Jackson joined the Jackson 5 when he was only five, and spent his entire childhood in rehearsals and performances: first in talent shows, and then with his own concerts. He recalled being alone backstage as a child “watching all the headliners to learn as much as possible from them. I looked at their feet, at what they were doing with their hands, how they were holding the microphone, trying to understand why. I did not miss a single step, not a single movement, turn, turn, twist, emotion, half-movement. That was my education and my recreation."

Having already become a star, Jackson in many ways remained a child, full of unique androgynous innocence. In particular, he retained this awe of great artists, as if refusing to see that he himself became one of them: “I grew up on real showmen: James Brown, Sammy Davis, Fred Astaire, Gene Kelly. A great artist does not leave anyone indifferent - this is an indicator of greatness. It's like Michelangelo - whoever you are, it can't help but touch."

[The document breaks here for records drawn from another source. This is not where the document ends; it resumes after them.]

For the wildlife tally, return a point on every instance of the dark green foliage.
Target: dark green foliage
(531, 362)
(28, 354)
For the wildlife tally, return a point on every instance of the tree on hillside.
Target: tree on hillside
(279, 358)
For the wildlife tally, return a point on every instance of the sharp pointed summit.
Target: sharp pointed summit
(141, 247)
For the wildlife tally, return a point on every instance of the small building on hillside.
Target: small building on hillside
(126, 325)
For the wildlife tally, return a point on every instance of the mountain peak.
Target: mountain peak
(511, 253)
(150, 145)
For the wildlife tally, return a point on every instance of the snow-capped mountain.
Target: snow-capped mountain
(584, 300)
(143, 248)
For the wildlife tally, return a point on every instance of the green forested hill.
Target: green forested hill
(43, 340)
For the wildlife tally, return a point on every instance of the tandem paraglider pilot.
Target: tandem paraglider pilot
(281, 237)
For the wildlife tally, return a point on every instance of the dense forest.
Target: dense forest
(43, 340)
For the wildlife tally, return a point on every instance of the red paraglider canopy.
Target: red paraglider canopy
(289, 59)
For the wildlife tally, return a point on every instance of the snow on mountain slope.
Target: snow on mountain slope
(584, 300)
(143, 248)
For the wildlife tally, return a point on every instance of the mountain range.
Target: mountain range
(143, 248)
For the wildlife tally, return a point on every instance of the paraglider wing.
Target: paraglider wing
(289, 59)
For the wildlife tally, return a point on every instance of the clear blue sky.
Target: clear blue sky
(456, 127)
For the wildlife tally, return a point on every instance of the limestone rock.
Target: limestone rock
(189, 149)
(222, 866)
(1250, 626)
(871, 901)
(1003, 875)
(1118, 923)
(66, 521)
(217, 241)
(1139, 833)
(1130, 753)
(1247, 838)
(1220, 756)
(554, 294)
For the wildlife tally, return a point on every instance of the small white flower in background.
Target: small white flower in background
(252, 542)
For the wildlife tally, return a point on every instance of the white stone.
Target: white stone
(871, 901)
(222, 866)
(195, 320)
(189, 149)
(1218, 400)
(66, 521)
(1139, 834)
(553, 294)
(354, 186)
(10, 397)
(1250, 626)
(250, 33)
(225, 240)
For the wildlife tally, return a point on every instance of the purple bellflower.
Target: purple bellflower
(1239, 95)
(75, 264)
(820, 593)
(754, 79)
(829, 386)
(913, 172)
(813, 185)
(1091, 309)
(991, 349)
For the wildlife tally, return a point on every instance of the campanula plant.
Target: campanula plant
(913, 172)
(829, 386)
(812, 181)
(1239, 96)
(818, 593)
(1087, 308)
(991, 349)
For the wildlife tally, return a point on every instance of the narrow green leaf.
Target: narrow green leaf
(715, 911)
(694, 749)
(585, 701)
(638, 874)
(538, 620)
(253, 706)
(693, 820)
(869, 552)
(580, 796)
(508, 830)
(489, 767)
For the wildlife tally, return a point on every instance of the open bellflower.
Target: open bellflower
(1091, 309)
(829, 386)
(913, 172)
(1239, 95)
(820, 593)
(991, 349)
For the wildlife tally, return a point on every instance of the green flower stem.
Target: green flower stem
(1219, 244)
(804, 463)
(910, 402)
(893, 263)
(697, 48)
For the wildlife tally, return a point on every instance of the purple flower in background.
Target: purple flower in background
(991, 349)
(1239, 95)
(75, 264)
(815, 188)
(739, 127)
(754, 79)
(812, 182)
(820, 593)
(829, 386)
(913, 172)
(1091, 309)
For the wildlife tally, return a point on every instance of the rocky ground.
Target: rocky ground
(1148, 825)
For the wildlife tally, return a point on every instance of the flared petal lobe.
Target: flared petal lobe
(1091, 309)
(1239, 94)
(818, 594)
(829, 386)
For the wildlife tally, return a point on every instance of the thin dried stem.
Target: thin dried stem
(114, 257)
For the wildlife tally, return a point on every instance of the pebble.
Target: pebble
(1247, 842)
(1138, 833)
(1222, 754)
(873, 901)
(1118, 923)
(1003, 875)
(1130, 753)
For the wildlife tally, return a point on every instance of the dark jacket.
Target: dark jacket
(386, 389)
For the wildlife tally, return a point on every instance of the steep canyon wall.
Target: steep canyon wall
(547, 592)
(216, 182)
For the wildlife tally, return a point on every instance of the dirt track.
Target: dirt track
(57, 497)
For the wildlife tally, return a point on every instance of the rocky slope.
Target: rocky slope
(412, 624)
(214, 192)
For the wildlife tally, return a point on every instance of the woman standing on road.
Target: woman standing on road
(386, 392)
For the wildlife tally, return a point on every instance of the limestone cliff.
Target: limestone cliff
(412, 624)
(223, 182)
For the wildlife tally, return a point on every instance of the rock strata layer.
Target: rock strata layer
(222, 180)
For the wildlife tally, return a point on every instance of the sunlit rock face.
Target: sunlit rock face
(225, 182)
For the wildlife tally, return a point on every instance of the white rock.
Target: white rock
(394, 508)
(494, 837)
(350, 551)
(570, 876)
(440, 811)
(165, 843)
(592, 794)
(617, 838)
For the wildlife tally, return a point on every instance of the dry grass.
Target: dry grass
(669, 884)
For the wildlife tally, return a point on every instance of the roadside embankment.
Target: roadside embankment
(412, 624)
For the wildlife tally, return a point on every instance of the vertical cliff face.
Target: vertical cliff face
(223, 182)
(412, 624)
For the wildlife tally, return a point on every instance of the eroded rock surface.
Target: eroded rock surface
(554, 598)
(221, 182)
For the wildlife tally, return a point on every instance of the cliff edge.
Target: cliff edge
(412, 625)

At the same time, the professional drive and ambitions of Jackson himself have always been very powerful. The song Dancing Machine came out at 1974, when 17-year-old Michael had already grown to the role of the frontman of the Jackson 5, and he was "determined to find a dance element that would enhance the song and make the performance more interesting for both the band and the audience." Thus, by a conscious effort of the creative will of a teenager, nothing less than a robot dance was born. The movement, seen on the street, catapulted the Dancing Machine to the top of the charts, and showed Jackson the power of television. “In just a few days, it seemed like every American kid was dancing the robot. I have never seen anything like it,” he recalled at 1988th. 30 years later, the world has survived macarena, gangnam and (sort of) floss, and the robot is still the highlight of school discos, street sessions and Sex and the City.

***

Four years after the robot, Jackson played the Scarecrow in Visa, Sidney Lumet's fantasy based on The Wonderful Wizard of Oz. Jackson, who always dreamed of cinema, worked on the film with its most complex choreography:

“Since childhood, it was enough for me to see a dance movement once - and I immediately knew how to perform it. Someone had to explain step by step, beat the rhythm, show where to put your foot and move your hip, and where - with your neck. But if I saw it, then I could repeat it.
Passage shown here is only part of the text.